The episode underscored the uncertain and even bizarre nature of the atmosphere in which Afghan and American leaders are searching for ways to bring the American-led war to an end.
In its Friday editions, The Washington Post quoted President Karzai’s chief of staff as saying the British introduced the impostor and warning that foreigners should not get involved in negotiations with the Taliban.
The chief of staff, Mohammad Umer Daudzai, was quoted saying said that unidentified British officials brought the impostor to meet Mr. Karzai in July or August. Afghan intelligence later determined that the visitor was actually a shopkeeper from the Pakistani city of Quetta.

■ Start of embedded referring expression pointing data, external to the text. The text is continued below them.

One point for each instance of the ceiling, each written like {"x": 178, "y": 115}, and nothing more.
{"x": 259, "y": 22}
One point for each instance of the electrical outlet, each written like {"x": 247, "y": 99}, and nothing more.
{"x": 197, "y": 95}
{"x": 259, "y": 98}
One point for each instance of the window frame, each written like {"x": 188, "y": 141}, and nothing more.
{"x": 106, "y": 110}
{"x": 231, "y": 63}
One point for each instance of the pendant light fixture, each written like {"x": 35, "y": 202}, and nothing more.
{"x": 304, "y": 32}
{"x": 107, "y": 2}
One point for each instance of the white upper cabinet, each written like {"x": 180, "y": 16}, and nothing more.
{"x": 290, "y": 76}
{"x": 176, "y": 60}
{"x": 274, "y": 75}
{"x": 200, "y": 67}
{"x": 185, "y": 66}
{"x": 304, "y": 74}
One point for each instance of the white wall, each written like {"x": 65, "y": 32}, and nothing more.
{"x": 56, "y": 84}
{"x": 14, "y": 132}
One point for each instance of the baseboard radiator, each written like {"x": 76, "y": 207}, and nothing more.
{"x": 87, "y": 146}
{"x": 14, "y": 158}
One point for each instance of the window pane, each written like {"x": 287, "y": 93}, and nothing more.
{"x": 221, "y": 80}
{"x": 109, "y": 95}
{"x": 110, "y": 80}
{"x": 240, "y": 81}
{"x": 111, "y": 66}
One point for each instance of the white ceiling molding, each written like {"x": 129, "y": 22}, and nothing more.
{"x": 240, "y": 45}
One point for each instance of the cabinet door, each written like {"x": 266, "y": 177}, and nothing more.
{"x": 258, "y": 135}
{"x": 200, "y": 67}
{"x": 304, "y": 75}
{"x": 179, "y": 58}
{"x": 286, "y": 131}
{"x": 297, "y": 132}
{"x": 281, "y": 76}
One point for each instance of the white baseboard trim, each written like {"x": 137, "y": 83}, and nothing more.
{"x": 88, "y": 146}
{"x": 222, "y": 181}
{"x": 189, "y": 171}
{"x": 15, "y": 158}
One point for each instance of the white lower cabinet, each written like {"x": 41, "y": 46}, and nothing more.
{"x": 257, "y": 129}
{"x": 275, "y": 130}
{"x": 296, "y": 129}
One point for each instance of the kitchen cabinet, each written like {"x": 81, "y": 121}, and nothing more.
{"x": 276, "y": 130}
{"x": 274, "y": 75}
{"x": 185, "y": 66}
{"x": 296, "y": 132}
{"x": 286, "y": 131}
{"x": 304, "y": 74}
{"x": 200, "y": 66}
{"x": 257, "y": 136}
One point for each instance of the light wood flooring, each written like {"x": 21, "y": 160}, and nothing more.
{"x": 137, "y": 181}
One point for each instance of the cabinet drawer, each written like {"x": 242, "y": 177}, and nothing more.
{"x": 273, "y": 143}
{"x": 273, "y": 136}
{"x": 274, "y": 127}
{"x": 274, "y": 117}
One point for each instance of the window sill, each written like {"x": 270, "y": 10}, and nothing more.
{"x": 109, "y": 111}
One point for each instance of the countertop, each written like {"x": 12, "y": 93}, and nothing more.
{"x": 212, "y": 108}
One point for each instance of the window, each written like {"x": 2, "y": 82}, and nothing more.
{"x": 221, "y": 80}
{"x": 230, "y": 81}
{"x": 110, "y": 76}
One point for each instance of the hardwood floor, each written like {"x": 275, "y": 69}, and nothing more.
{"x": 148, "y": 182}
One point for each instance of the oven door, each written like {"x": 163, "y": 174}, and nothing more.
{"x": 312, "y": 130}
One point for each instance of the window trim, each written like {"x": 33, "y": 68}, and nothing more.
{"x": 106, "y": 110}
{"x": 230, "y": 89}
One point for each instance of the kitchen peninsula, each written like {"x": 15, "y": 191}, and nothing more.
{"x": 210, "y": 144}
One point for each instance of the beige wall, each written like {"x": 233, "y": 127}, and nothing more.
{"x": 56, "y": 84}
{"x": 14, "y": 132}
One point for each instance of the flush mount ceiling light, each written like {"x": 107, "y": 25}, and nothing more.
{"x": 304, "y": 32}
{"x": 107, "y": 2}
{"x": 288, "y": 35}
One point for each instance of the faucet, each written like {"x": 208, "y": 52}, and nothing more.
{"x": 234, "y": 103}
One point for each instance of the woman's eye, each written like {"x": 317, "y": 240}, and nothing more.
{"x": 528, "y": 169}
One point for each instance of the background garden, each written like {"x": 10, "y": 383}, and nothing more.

His remarks seemed to reflect a growing hostility among Afghan officials toward Western diplomatic interference in Afghan policy matters, despite the billions of dollars spent by the international coalition to support the Karzai government.
Asked to comment on the report on Friday, a spokeswoman for the British Foreign Office in London said only: “We do not comment on operational matters.”
But, if borne out, the report would come at a delicate time for the British intelligence services, under pressure to be more open about their operations and likely to be deeply embarrassed by the spectacle of being duped in a country where they devote much attention to intelligence-gathering.
Only last month, Sir John Sawers, the head of Britain’s Secret Intelligence Service, known as MI6, highlighted cooperation between British and American spy agencies “an especially powerful contributor to U.K. security.”
While there had been whispers in Washington that the British had introduced the impostor, Mr. Daudzai’s comments were the most direct assignation of blame for the debacle, The Washington Post said. It also said that American officials have “long characterized the British as more aggressive than the Americans in pushing for a political settlement to end the war.